Despite some early evidence of efficacy as a combination therapy in the clinic, the development of fully refined oncolytic adenoviruses has failed to reach its full potential. There are numerous obstacles to sequentially consider when developing novel adenovirus based oncolytic virotherapies, including infection of non-cancerous cells, activation of the anti-viral immune response and a limit in the number of viruses with native cancer tropism. The ability to modify the adenoviral genome and overcome these limitations makes them attractive candidates for targeted oncolytic virotherapies. Furthermore, there is a vast repository of alternative adenoviral serotypes, possessing known advantages over Ad5-based therapies, that are yet to be explored in an oncology setting. Employing techniques such as peptide insertion has had promising pre-clinical results and if combined with additional modifications to further detarget and arm with therapeutic transgenes, the result would be highly potent targeted oncolytic virotherapies. Whilst significant progress has been made in developing such systems (e.g., the Ad5NULL platform), step changing technologies will be required to develop optimally targeted “precision virotherapies” to tumour specific molecular addresses, and thus to deliver truly personalised virotherapies moving forwards.

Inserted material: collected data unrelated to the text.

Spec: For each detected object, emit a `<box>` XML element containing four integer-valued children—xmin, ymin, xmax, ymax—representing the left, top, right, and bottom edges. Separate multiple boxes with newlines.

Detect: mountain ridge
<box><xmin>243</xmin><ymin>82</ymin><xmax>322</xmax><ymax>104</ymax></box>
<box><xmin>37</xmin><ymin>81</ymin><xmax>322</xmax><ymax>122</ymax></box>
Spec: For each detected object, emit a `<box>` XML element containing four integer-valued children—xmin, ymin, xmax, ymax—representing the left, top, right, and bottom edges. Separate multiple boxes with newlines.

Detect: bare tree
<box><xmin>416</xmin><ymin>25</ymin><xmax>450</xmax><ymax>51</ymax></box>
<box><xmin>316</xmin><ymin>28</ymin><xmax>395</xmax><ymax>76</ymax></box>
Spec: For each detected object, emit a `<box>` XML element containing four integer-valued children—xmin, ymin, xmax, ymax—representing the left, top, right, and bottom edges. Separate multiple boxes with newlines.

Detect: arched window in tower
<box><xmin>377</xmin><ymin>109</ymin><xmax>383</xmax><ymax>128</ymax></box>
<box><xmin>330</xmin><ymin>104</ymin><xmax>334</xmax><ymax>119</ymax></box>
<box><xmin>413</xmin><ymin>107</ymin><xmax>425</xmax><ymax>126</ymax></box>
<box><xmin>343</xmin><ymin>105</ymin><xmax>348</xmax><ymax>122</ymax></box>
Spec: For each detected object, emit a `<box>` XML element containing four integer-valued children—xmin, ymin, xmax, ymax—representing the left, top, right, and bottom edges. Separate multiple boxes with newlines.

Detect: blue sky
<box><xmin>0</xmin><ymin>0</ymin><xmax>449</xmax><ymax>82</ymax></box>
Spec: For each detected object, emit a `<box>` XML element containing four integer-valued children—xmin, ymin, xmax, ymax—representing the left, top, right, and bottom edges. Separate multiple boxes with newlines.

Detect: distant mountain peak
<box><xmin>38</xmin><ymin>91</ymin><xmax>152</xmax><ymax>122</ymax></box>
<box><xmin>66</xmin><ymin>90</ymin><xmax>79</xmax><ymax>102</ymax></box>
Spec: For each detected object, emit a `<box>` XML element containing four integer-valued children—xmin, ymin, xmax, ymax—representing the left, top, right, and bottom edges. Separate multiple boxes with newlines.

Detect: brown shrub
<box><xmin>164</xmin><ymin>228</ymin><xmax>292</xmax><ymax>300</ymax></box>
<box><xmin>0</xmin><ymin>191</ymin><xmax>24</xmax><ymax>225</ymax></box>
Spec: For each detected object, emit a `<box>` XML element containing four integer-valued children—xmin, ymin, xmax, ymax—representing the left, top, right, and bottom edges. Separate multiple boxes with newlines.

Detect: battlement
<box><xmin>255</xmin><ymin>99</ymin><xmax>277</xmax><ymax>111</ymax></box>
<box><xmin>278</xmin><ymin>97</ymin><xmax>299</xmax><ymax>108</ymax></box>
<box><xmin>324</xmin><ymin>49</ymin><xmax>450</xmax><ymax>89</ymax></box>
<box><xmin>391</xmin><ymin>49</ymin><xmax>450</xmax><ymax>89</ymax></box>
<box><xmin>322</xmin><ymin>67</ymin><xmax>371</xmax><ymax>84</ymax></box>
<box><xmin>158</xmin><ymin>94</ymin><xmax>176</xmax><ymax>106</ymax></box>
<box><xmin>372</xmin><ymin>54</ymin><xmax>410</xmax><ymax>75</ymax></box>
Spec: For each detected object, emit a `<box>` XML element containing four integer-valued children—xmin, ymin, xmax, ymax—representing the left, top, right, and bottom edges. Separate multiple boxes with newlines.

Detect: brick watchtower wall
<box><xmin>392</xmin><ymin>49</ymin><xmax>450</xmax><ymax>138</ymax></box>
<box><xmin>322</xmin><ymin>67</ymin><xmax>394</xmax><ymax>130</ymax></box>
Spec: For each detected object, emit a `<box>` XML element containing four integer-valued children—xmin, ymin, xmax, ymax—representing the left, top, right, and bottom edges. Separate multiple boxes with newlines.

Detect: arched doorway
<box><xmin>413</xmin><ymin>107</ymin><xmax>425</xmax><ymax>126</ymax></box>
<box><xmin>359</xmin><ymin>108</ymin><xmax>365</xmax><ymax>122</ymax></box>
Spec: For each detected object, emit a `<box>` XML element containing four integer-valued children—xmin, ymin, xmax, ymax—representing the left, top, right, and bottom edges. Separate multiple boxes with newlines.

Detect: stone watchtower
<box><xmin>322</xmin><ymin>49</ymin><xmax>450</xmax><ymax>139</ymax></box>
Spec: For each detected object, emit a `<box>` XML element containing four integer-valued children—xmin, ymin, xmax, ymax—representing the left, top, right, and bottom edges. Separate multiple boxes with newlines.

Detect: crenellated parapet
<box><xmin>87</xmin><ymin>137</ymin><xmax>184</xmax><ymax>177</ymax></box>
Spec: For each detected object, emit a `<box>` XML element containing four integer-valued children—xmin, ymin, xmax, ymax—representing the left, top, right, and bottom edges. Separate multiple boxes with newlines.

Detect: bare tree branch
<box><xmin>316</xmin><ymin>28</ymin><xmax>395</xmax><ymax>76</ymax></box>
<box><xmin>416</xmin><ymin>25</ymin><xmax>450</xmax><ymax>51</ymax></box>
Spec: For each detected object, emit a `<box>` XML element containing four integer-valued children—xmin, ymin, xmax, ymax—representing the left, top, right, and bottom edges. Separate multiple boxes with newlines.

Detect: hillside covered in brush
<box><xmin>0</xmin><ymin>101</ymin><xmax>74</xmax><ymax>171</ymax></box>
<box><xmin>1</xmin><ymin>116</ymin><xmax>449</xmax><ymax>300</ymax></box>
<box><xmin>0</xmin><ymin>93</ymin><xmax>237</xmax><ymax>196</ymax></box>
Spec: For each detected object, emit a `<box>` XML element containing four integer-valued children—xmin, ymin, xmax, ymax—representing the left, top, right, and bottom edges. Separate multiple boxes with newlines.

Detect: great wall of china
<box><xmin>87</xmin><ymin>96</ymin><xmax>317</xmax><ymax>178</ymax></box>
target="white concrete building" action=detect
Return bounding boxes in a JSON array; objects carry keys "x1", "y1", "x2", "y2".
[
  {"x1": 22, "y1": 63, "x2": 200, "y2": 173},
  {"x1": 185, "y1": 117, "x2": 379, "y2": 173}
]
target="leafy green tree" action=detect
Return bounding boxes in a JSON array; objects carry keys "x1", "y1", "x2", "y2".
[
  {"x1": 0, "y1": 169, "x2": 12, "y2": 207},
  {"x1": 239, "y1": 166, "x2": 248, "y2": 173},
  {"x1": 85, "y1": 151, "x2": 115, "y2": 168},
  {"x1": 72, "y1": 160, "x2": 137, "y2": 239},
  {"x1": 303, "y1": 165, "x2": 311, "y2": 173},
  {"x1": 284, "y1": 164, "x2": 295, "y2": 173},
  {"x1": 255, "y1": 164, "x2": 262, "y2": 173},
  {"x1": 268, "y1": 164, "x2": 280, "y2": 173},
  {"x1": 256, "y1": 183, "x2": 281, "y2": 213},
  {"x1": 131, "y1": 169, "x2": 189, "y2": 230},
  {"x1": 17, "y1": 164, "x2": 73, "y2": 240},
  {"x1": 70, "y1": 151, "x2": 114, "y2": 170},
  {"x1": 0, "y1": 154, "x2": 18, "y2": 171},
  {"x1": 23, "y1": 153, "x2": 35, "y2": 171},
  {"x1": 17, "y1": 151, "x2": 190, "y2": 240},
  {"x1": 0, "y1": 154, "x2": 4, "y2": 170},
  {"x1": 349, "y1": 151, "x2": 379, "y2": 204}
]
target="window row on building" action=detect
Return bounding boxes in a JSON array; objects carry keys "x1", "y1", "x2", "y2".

Therefore, the remaining limitations for targeted oncolytic applications using this approach are the identification of ligands that are cancer-specific [161], coupled with the poor ability to transfer linearly selected peptides from phage libraries into the three-dimensional Ad structure. In a sense, whilst technologies exist to elucidate peptides or antibody fragments that allow us to “hit” tumour targets of interest, the success of such targeting technologies when translated into oncolytic virotherapies will require smarter systems, designed to engineer tropisms directly into the viral capsid protein of relevance to be successful, or else they will continue to “miss the point”. Developing technologies deigned to overcome these limitations will be key to the future success and efficacy in the clinic.